Les patrons sortent de leur boîte

Sophie Darmaillacq et Nicole Penicaut / Libération – 4/5 mai 1991

En 1978, le PDG de L’Oréal n’avait pas supporté son image. Patrons/Télévision, un film de Gérard Mordillat et Nicolas Philibert qui traquait le discours patronal dans une série d’entretiens, avait été purement et simplement censuré. Il est diffusé treize ans plus tard, alors qu’argent et profit ont cessé d’être honteux.

Quand il s’est vu en 1978 dans Patrons/Télévision, François Dalle s’est étranglé de colère. Foi de patron de l’Oréal, cette émission « ridicule » ne pouvait pas passer à la télévision. Sidéré par la projection d’une série de trois émissions où il figurait en personne, tout comme une douzaine des têtes «éclairées » des grandes entreprises françaises. Ce cher Brana de Thomson, Barba de Richier, Fouchier de Paribas, Boussac, les Gomez, Lévy d’Elf Aquitaine (aujourd’hui chez Renault), ou Trigano du Club, qui, tous, avaient accepté la règle du jeu « extrêmement claire depuis le départ » du film de Gérard Mordillat et Nicolas Philibert : une quarantaine d’heures d’entretien réalisés avec ces grands dirigeants choisis dans des secteurs d’activités aussi différents que le textile, l’informatique ou l’électronique, pour « dégager l’unité du discours patronal ».

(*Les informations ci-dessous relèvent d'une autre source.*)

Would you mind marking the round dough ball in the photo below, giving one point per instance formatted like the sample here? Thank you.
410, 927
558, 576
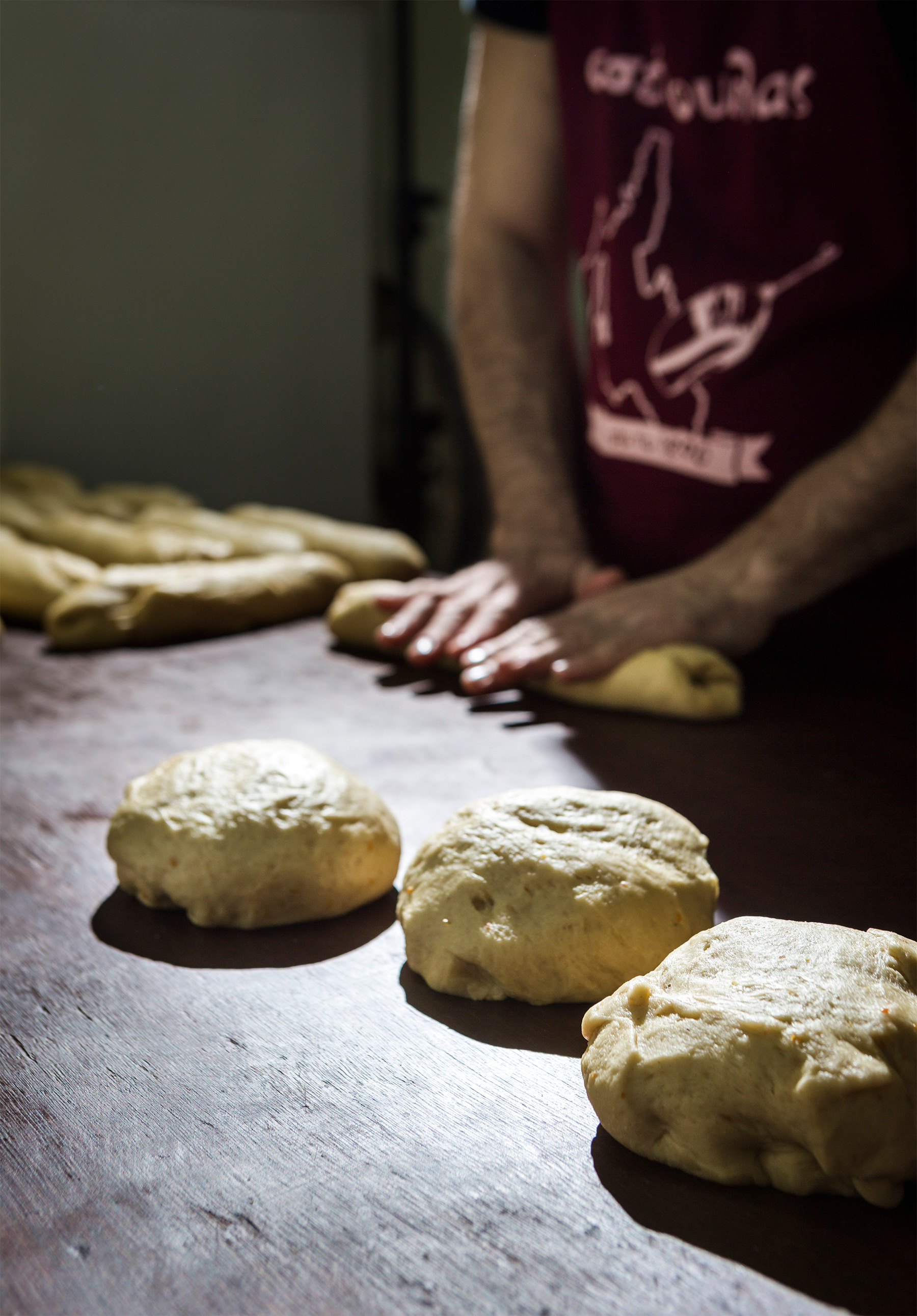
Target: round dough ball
553, 895
766, 1052
253, 834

Quelques mois plus tôt, ni le long métrage, La voix de son maître, sorti en salle, ni la série radio,  Tous derrière et lui devant, diffusée sur France Culture, n’avaient éveillé la moindre protestation de la part d’aucun des participants. Mais cette série télé donnait brusquement « une image caricaturale des patrons ».

Qu’à cela ne tienne. Un simple coup de fil ministériel à Maurice Ulrich, président de la deuxième chaîne, et hop, on apprit par un tout aussi simple communiqué que la série, coproduite par l’INA, était déprogrammée sine die. La presse hurla à la censure, on échangea un volumineux courrier entre présidences de l’ORTF et cabinets ministériels, mais pas d’explications, pas de procédure, et jamais de diffusion. Edifiant.

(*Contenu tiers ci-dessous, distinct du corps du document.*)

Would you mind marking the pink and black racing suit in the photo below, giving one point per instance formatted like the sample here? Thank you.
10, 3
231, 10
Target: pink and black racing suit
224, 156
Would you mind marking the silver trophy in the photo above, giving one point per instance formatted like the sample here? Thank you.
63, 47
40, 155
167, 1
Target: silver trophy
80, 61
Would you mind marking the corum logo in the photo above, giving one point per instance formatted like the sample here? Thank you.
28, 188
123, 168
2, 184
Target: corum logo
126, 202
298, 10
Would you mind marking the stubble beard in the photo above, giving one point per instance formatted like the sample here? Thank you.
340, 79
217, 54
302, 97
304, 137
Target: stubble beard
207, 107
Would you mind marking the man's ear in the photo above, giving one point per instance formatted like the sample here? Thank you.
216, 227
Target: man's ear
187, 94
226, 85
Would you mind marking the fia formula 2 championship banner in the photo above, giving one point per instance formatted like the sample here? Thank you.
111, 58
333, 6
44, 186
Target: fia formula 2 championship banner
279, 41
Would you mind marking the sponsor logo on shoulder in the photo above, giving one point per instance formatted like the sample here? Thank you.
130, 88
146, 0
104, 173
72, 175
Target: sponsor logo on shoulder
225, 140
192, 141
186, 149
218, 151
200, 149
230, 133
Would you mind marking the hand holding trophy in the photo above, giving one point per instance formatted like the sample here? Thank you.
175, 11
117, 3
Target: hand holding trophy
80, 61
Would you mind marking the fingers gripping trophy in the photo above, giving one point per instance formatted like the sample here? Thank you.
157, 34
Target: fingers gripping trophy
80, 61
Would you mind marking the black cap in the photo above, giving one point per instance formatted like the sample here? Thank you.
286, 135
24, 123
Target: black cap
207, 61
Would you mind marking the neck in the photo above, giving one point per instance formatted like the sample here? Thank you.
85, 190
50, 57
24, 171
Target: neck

Treize ans plus tard, quand dans Patrons 78/91, une version condensée par les réalisateurs et réactualisée par Mosco d’une postface, ces messieurs importants apparaissent enfin dans le poste, on saisit mal a priori où est le brûlot « malveillant ». Douze patrons en noir et blanc, dont certains sont encore en exercice aujourd’hui, filmés en plans séquences et cadres fixes dans la posture et le décor qu’ils avaient eux-mêmes choisi, calés dans un fauteuil Louis XV ou derrière un bureau, parlent très longuement du pouvoir, de la hiérarchie, des syndicats, des grèves, de l’autogestion…

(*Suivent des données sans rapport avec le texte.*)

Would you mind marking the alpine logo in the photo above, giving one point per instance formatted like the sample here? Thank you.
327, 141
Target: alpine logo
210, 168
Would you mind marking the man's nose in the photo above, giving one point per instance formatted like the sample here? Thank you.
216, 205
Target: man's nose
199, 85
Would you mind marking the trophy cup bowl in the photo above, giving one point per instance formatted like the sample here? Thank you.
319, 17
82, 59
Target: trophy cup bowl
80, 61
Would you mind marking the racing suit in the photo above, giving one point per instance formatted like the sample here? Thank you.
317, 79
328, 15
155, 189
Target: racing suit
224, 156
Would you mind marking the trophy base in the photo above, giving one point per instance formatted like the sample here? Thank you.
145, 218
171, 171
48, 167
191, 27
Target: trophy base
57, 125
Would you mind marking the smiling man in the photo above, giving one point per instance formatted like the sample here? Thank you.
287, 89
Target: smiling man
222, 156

Rien d’un film militant, genre très en vogue en ces temps post-soixante-huitards, ni du reportage télé avec questions-réponses saucissonnées. On n’entend d’ailleurs pas les questions, et cette curieuse brochette d’acteurs guindés, boudinée dans ses costumes d’époque, déclame ses réflexions in extenso. A de rares exceptions près, on en ronflerait presque, si de fulgurantes images ouvrières, filmées par les deux auteurs « dans les espaces de travail où le discours s’exerce », ne venaient parfois enrayer la machine. Robots femelles enchaînés, aux gestes saccadés, bruits de l’usine, ou inquiétant silence de longs couloirs déserts. Des prises de vues « délibérément à la Zola », s’étaient insurgés ceux dont le discours «réformateur » les faisaient passer pour des patrons « progressistes».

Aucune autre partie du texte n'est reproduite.